Title: Lead Architect - Data Architect
Area(s) of responsibility
Job Description – Data Architect
Data Architect – Data & Insights
Summary
We are looking for a highly experienced Data Architect (Grade 7A) to lead the design and delivery of the enterprise Data & Insights platform on Microsoft Azure. The role demands deep expertise in cloud data architecture, data models, data lake/lakehouse, vector-store based RAG systems, GenAI, Agentic AI, and governance using Microsoft Purview.
The ideal candidate has strong hands-on skills in Python, LangChain, LangGraph, Azure data services, and end-to-end SDLC execution.
Roles & Responsibilities
- Architect and design Azure-based data lake/lakehouse platforms, domain data models, and ingestion-to-consumption pipelines.
- Develop conceptual, logical, and physical cloud data models aligned with enterprise standards.
- Architect RAG pipelines including embeddings, chunking, vector stores, hybrid retrieval, reranking, and evaluation.
- Build Agentic AI workflows using LangChain and LangGraph; design tool orchestration, memory, and safety layers.
- Implement governance with Microsoft Purview for cataloging, lineage, PII tagging, and policy enforcement.
- Ensure platform security using Entra ID, private endpoints, VNETs, Key Vault, and encryption controls.
- Lead solution architecture reviews, performance tuning, cost optimization, and NFR engineering.

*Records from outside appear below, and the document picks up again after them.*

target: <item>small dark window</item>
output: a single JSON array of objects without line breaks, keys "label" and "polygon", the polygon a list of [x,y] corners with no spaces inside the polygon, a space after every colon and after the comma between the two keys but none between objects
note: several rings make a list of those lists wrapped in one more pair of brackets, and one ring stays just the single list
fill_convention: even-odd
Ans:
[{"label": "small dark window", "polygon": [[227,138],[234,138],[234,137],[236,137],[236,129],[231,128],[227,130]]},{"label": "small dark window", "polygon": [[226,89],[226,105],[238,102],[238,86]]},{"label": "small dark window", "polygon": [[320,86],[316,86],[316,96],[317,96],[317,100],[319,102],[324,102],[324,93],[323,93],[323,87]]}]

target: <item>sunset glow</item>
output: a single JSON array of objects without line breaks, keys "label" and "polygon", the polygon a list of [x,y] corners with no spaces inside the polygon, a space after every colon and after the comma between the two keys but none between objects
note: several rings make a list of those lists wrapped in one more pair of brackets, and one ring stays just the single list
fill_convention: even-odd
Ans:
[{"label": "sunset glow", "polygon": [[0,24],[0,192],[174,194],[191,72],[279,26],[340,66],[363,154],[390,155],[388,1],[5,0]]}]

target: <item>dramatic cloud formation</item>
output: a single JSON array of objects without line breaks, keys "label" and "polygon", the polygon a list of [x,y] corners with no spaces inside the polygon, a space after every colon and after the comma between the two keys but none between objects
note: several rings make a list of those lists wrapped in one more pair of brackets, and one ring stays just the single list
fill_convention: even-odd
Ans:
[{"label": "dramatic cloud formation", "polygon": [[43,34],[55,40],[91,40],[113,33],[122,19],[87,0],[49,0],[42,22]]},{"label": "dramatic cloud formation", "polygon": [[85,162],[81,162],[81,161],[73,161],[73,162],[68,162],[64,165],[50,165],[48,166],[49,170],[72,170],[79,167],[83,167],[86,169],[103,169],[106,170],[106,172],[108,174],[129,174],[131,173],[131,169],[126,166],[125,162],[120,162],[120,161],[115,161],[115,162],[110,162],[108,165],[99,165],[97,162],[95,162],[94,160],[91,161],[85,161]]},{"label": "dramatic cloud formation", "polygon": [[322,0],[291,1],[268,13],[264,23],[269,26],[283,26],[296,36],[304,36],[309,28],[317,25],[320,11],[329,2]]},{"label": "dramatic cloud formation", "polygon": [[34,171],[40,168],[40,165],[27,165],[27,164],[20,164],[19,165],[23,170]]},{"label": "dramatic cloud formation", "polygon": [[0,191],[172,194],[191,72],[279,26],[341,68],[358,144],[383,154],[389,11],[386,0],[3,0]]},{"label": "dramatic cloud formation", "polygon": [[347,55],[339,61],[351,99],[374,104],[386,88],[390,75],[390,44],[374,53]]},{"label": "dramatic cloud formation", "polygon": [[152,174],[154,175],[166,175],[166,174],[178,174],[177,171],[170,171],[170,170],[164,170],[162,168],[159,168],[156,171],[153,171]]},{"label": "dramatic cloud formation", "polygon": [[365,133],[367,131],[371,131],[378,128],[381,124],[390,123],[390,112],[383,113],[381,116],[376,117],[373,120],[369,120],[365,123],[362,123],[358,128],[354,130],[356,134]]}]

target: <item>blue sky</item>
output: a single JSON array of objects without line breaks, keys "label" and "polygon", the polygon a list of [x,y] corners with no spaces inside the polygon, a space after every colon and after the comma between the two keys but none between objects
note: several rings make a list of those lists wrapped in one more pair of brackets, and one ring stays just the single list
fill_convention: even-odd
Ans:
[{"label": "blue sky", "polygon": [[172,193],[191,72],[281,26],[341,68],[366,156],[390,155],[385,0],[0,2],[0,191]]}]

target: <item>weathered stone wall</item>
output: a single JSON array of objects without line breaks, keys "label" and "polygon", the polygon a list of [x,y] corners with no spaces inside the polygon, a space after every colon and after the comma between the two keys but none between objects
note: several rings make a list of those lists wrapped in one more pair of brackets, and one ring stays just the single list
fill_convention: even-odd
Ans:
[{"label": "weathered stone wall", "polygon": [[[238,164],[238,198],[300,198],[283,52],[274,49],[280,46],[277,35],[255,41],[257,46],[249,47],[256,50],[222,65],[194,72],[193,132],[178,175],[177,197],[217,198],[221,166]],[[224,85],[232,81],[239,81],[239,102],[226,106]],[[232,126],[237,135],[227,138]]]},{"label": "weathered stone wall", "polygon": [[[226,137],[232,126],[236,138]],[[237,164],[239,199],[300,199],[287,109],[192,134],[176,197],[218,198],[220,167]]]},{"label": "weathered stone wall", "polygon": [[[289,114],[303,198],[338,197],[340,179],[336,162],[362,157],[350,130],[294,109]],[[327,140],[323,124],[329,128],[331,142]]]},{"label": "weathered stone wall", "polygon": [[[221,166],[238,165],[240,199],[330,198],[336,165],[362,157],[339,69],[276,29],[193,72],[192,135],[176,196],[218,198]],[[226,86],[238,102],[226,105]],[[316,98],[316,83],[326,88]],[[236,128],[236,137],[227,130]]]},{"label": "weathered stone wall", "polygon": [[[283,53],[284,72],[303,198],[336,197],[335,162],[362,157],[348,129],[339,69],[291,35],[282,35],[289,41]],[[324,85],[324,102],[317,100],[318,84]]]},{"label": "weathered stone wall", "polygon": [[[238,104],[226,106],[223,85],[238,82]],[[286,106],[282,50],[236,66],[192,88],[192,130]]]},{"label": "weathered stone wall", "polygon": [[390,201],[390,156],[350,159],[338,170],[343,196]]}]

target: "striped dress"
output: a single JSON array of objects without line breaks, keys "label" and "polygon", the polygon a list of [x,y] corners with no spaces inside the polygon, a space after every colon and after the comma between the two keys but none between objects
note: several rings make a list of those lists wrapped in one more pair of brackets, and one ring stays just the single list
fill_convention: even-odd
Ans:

- Oversee CI/CD (Azure DevOps), IaC (Terraform/Bicep), and observability (Azure Monitor, App Insights).
- Mentor engineering teams and standardize best practices, patterns, and reusable components.
Technical Skills
Mandatory
- Azure Data Platform: ADLS Gen2, Synapse/Serverless SQL, Databricks/Spark, ADF/Synapse Pipelines
- Programming: Python, PySpark, SQL
- GenAI & Agentic AI: RAG architecture, vector stores (Azure Cognitive Search, Pinecone, Weaviate, Qdrant), embeddings, reranking
- Frameworks: LangChain, LangGraph
- Data Modeling: Conceptual/logical/physical models, Delta/Parquet patterns, lakehouse modeling
- Data Governance: Microsoft Purview (catalog, lineage, classification, glossary, PII governance)

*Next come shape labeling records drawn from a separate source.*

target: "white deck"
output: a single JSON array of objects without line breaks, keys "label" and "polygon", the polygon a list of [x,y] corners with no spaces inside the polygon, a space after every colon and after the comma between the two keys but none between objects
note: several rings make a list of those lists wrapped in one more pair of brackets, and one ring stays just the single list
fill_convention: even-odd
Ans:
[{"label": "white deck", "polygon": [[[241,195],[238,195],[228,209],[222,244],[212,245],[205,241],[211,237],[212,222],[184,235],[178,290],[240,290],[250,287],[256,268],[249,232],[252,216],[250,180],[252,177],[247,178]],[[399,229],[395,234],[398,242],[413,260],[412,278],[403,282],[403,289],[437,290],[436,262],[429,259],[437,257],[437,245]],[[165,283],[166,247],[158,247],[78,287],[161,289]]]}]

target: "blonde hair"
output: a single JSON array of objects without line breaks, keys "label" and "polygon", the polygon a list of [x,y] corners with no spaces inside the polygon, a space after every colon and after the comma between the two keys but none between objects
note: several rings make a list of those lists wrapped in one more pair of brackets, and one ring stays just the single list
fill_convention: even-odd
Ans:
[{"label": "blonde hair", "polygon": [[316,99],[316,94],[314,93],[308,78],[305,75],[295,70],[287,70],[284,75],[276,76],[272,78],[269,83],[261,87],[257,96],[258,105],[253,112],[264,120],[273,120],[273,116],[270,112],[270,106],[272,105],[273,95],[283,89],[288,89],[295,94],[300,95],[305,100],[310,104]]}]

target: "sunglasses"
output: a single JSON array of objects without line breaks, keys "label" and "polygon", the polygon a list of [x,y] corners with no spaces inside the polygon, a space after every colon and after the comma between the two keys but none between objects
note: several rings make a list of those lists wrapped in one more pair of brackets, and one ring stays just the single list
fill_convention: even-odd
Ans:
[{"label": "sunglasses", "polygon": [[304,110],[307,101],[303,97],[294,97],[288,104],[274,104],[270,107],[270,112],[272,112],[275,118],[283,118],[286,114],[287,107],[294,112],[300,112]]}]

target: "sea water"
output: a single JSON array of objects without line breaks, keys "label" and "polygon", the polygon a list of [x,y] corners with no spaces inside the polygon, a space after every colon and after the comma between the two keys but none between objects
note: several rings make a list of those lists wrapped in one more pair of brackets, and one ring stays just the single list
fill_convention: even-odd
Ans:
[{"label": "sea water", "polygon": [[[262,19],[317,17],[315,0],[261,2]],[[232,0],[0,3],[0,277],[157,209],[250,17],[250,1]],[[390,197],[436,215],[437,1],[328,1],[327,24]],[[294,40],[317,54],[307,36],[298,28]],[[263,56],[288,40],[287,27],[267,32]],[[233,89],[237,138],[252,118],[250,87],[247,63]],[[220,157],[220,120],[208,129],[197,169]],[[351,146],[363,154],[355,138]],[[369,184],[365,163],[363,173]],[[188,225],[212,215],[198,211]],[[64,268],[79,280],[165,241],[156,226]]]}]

- Security: Entra ID, RBAC/ABAC, Key Vault, VNET integration, encryption
- SDLC & DevOps: Azure DevOps (CI/CD), Terraform/Bicep, ADRs, HLD/LLD documentation
- Performance & Cost Optimization across compute, storage, vector workloads, and pipelines
Preferred
- Azure Fabric / OneLake; Power BI semantic modeling
- dbt for transformations and testing
- Cosmos DB, PostgreSQL, SQL Server MI
- Knowledge graphs (Neo4j) and graph-based retrieval
- LLMOps: evaluation, telemetry, safety assessment, drift monitoring
- FinOps optimization practices
- Multi-cloud experience (AWS/GCP equivalents)
- API design: REST, GraphQL, gRPC
Qualifications
- Bachelor’s or Master’s degree in Engineering, Computer Science, or related discipline.
- 12–14 years of total experience with minimum 5+ years in cloud data architecture.
- Proven experience delivering Azure-based data platforms and production-grade GenAI/RAG systems.